Polly jumped faster into the tune, and Sam took a break.

Other Mojave women joined in, and several men. Among them—surprise! Last year two teenagers had tried to steal Paladin, Skinny and Stout, Sam called them in his mind. He had gotten her back only by chasing them halfway across the river, and one nearly drowned under a cottonwood log beached on a sand bar. But Skinny and Stout were dancing now, and apparently having a good time.

A pretty woman held out her hand to Sam, smiling. She was smiling, and she said something in her language, probably asking him to dance.

He couldn't help looking lingeringly at her breasts. “No,” he said.

She said whatever it was again, and reached out and fingered his hair. Women always seemed to like Sam's white hair.

“No,” said Sam again, and took her hand away. He wished he wanted to touch a woman, hold a woman, lie down with a woman.

She turned to the next man without a hint of regret. It was Robiseau, one of the French-Canadians, and he whirled away with her. Sam thought of Robiseau as Merry One Tooth, for the number of dentures he had in the upper front, which he showed off in a perpetual lunatic grin.

When Merry One Tooth danced off, his wife glared after him. Then Red Shirt came up and motioned to her, and she danced off with the chief. Robiseau winked at her.

At least half the trappers now were bouncing along, and both trapper wives were dancing with Mojave men.

Polly changed the tune to a sea shanty, a slow capstan song that would give all the men a chance to ease the women close:

When Ham and Shem and Japhet, they walked the capstan 'round,

Upon the strangest vessel that was ever outward bound,

The music of their voices from wave to welkin rang,

As they sang the first sea shanty that sailors ever sang.

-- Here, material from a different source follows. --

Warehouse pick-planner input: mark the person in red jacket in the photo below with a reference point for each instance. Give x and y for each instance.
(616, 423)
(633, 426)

“Don't you want to dance?” said Hannibal.

“Think I'll turn in,” said Sam.
Away from temptation,
he thought,
and with my memories.

“Sure.”

As Hannibal disappeared into the darkness, Sam wondered if his friend wanted a woman. Probably so. Even magicians liked sex.

He stretched out on his blankets, reached to where he knew Coy would be, and scratched the coyote's head. In the dark, when he couldn't see, the smell and sound of the river were stronger. He remembered the brute force of its current—pound and splash, spin and suck. Its whirlpools pulled him to its bottom and to sleep.

 

S
AM LOOKED AT
his arms, which were all scratched up. Sweat was running into the scratches—the August sun felt like coals in a woodstove. He frowned across at Hannibal, who grinned. Hannibal's arms were probably worse than Sam's.

They were standing ankle deep in the river cutting more cane for the two rafts. It took a lot of float power to carry twenty-three people and their cargo across the swift, turbulent Colorado. This gear included barrels for water, blacksmith tools, tomahawks, traps, kegs of gunpowder, and much more. There were the trade goods for Indians. And the trappers bore their own gear. A typical man had a rifle, a butcher knife, two horns for powder, a blanket, an extra pair of moccasins, and a pouch containing a bar of lead, a tool for making the lead into balls, a patch knife, a fire-striker, char cloth, and so on, altogether another ten percent of his body weight.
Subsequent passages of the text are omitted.